Cytokine response during upper genital tract infections of wild-type and CEACAM-expressing mice. (a) Cytokine levels within homogenized tissues and serum, as determined by Luminex multiplex assays after transcervical infection of β-estradiol-treated mice with 10⁷ Opa_CEA-expressing N. gonorrhoeae bacteria for 6 h, 12 h, and 24 h. The heat map depicts the fold change normalized to the value for uninfected PBS-treated controls. Data are for 3 mice of each genotype per time point for infected groups and 2 to 3 mice per genotype for uninfected PBS-treated controls. The heat map was generated in Microsoft Excel software. GM-CSF, granulocyte-macrophage colony-stimulating factor; VEGF, vascular endothelial growth factor. The other abbreviations are defined in the text. (b) MIP-1α and IL-1β levels in the upper genital tract of β-estradiol-treated mice at 24 h postinfection with Opa_CEA (bi) and Opa⁻ (bii) N. gonorrhoeae.
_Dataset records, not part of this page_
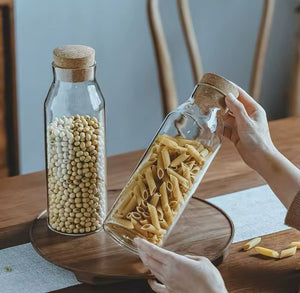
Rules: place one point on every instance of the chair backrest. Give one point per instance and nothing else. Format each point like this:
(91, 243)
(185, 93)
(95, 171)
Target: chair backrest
(164, 64)
(9, 158)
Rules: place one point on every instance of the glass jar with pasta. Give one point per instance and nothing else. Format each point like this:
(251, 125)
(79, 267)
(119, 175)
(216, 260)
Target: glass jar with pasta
(172, 167)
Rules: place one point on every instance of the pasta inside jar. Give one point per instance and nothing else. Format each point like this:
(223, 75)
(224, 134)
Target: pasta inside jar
(159, 188)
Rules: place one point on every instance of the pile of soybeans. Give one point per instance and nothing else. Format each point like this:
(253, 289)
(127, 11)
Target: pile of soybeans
(76, 174)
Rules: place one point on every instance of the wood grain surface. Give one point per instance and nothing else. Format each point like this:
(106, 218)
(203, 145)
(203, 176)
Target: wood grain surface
(202, 229)
(23, 197)
(243, 272)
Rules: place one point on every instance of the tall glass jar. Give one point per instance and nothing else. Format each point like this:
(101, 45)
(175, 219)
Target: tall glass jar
(172, 167)
(75, 144)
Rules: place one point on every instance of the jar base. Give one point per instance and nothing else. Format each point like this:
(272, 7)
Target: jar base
(122, 239)
(73, 234)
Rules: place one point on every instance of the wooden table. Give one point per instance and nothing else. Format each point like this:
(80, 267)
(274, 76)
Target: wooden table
(22, 198)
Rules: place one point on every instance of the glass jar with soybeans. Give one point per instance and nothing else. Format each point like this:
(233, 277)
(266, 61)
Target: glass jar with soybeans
(75, 144)
(172, 167)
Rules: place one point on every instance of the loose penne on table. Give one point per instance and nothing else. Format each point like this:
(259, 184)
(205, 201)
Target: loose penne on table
(150, 202)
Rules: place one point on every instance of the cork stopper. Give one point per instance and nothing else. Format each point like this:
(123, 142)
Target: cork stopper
(74, 56)
(212, 90)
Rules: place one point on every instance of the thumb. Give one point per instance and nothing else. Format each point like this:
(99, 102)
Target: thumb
(236, 107)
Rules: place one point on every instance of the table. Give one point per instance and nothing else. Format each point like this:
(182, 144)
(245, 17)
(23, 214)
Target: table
(23, 197)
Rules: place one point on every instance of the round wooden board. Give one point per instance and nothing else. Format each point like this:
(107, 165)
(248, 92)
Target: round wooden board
(203, 229)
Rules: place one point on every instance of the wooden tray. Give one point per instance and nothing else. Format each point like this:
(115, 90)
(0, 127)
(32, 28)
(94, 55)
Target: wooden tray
(203, 229)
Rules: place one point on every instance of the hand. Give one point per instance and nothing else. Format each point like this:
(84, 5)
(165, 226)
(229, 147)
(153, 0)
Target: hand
(246, 126)
(177, 273)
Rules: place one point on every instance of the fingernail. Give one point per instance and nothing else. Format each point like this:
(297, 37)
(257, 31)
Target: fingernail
(136, 241)
(230, 97)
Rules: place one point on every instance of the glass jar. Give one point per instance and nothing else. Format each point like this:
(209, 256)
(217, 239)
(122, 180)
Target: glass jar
(172, 167)
(75, 144)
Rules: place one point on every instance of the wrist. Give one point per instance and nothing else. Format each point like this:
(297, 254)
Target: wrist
(268, 161)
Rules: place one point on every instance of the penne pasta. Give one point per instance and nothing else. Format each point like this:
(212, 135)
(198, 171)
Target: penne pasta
(152, 229)
(163, 224)
(297, 244)
(174, 205)
(160, 213)
(136, 215)
(126, 199)
(160, 167)
(191, 164)
(143, 190)
(146, 166)
(154, 199)
(181, 179)
(153, 216)
(204, 153)
(137, 194)
(195, 154)
(154, 172)
(288, 252)
(144, 221)
(159, 187)
(267, 252)
(167, 141)
(129, 207)
(186, 173)
(176, 190)
(140, 210)
(150, 181)
(128, 216)
(138, 227)
(163, 195)
(183, 141)
(144, 205)
(124, 223)
(169, 185)
(178, 160)
(146, 215)
(251, 243)
(165, 158)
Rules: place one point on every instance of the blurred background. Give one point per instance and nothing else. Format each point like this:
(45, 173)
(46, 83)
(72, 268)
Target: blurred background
(226, 33)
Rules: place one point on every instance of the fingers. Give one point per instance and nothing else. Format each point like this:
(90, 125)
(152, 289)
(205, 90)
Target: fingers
(157, 287)
(236, 107)
(249, 103)
(194, 257)
(156, 268)
(157, 253)
(231, 134)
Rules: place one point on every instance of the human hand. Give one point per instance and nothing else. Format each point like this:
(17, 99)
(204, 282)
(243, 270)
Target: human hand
(246, 126)
(177, 273)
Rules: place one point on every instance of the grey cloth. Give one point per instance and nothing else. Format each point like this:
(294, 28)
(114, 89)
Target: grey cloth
(254, 212)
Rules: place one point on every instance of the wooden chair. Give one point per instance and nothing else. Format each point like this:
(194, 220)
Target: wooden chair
(164, 64)
(295, 82)
(9, 152)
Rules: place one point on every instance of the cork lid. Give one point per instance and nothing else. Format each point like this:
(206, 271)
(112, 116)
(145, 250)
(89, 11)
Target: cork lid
(212, 90)
(74, 56)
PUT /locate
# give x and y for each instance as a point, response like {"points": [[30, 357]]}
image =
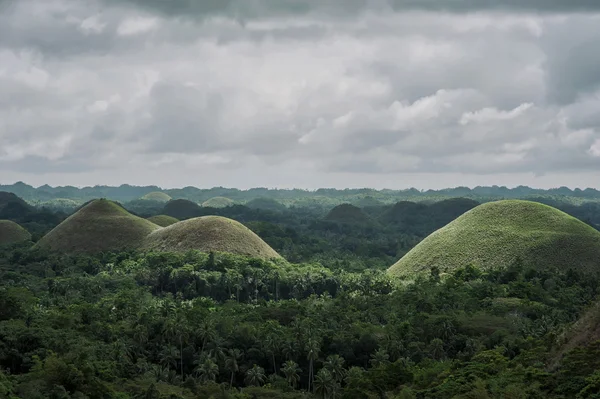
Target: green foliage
{"points": [[502, 233], [163, 220], [209, 233], [99, 226], [11, 232]]}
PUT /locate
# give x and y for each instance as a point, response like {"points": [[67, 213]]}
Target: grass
{"points": [[101, 225], [217, 202], [210, 233], [11, 232], [496, 234], [163, 220], [157, 196], [181, 209], [347, 213]]}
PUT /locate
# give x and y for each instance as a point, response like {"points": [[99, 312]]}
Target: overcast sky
{"points": [[290, 93]]}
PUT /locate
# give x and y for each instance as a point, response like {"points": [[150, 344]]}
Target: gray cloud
{"points": [[263, 91], [260, 8]]}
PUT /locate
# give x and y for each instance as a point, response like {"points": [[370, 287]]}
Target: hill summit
{"points": [[210, 233], [163, 220], [499, 233], [157, 196], [347, 213], [11, 232], [100, 225], [218, 202]]}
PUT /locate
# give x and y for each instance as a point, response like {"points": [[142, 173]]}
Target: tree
{"points": [[335, 365], [292, 373], [436, 349], [232, 359], [207, 370], [255, 376], [325, 384], [379, 357], [313, 347]]}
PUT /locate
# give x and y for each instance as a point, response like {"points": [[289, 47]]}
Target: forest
{"points": [[326, 320]]}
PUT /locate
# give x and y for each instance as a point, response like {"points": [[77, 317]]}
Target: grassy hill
{"points": [[218, 202], [157, 196], [181, 209], [210, 233], [267, 204], [11, 232], [347, 213], [498, 233], [100, 225], [163, 220]]}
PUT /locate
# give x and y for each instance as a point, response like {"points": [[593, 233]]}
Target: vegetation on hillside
{"points": [[347, 213], [501, 233], [100, 225], [218, 202], [209, 234], [11, 232], [193, 325], [163, 220], [157, 196]]}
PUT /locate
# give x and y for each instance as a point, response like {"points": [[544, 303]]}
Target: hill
{"points": [[100, 225], [163, 220], [267, 204], [218, 202], [157, 196], [210, 233], [347, 213], [499, 233], [182, 209], [11, 232]]}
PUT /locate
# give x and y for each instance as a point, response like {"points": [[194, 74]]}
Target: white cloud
{"points": [[137, 25]]}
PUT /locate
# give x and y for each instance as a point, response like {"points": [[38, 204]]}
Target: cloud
{"points": [[260, 89]]}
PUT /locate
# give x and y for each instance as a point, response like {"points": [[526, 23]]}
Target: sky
{"points": [[300, 93]]}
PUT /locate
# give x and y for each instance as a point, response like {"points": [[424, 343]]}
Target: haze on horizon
{"points": [[307, 94]]}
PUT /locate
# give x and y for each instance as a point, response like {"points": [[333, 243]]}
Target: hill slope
{"points": [[496, 234], [11, 233], [347, 213], [218, 202], [100, 225], [163, 220], [181, 209], [210, 233], [157, 196]]}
Horizontal bars represent means; error bars represent standard errors. P values were determined by a t test. **, P < 0.01; *, P < 0.05; ns, not significant. For panel bi, data points from two independent experiments were pooled and data are for 9 or 10 mice per genotype. For panel bii, data are for 4 or 5 mice per genotype. Statistical analysis was performed using GraphPad Prism (version 5.04) software.